31 March 2010

The Fall and Rise of Dave the Dataset

Hello, my full name is data10_7TeV.%$%$%$%$%.RAW but you can call me Dave. I am a dataset within ATLAS. Here I will be blogging my history and that of all the dataset replicas and children datasets that the physicists produce from me.

I came about from data taking at the LHC on the 30th March 2010 from the ATLAS detector.
I initially have 1779 files containing 675757 events. I was born a good 3.13TB
By the end of my first day I have already been copied so that I exist in two copies on disk and two sets of tape. This should result on my continual survival so as to avoid loss.
So I am now secure in my own existance; lets see if any one care to read me or move to different sites.

30 March 2010

Analysing a node chock full of analysis.

As Wahid's previous post notes, we've been doing some testing and benchmarking of the performance of data access under various hardware and data constraints (particularly: SSDs vs HDDs for local storage, "reordered" AODs vs "unordered" AODs, and there are more dimensions to be added).
Although this is a little preliminary, I took some blktrace traces of the activity on a node with an SSD (an Intel X25 G2) mounted on /tmp, and a node with a standard partition of the system HDD as /tmp, whilst they coped with being filled full of HammerCloud-delivered muon analysis jobs. Each trace was a little over an hour of activity, starting with each HammerCloud test's start time.
Using seekwatcher, you can get a quick summary plot of the activity of the filesystem during the trace.
In the following plots, node300 is the one with the HDD, and node305 is the one with the SDD.

Firstly, under stress from analysis of the old AODs, not reordered:

Node 300 (above)
Node 305 (above)

As you can see, the seek rates for the HDD node hit the maximum expected seeks per second for a 7200 rpm device (around 120 seeks per second), whilst the seeks on the SSD peak at around 2 to 2.5 times that. The HDD's seek rate is a significant limit on the efficiency of jobs under this kind of load.

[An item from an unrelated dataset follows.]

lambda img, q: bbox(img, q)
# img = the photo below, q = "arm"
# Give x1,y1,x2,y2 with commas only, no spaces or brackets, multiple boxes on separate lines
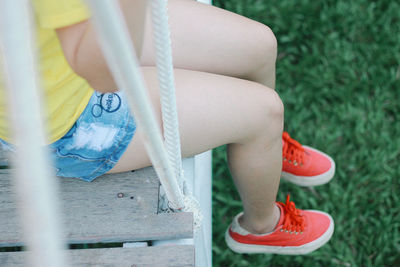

Now, for the same analysis, against reordered AODs. Again, node300 first, then node305.





Notice that the seek rate for both the SSD and the HDD peak below 120 seeks per second, and the sustained seek rate for both of them is around half that. (This is with both nodes loaded completely with analysis work).
So, reordering your datasets definitely improves their performance with regard to seek ordering...

26 March 2010

Testing times

Data analysis at grid sites is hard on poor disk servers. This is part because of the "random" access pattern seen on accessing jobs. Recently LHC experiments have been "reordering" their files to match more the way they might be expected to be accessed.
Initially the access pattern on these new files looks more promising as these plots showed.
But those tests read the data in the new order so are sure to see improvements. Also, as the plots hint at, any improvement is very dependent on access method, file size, network config and a host of other factors.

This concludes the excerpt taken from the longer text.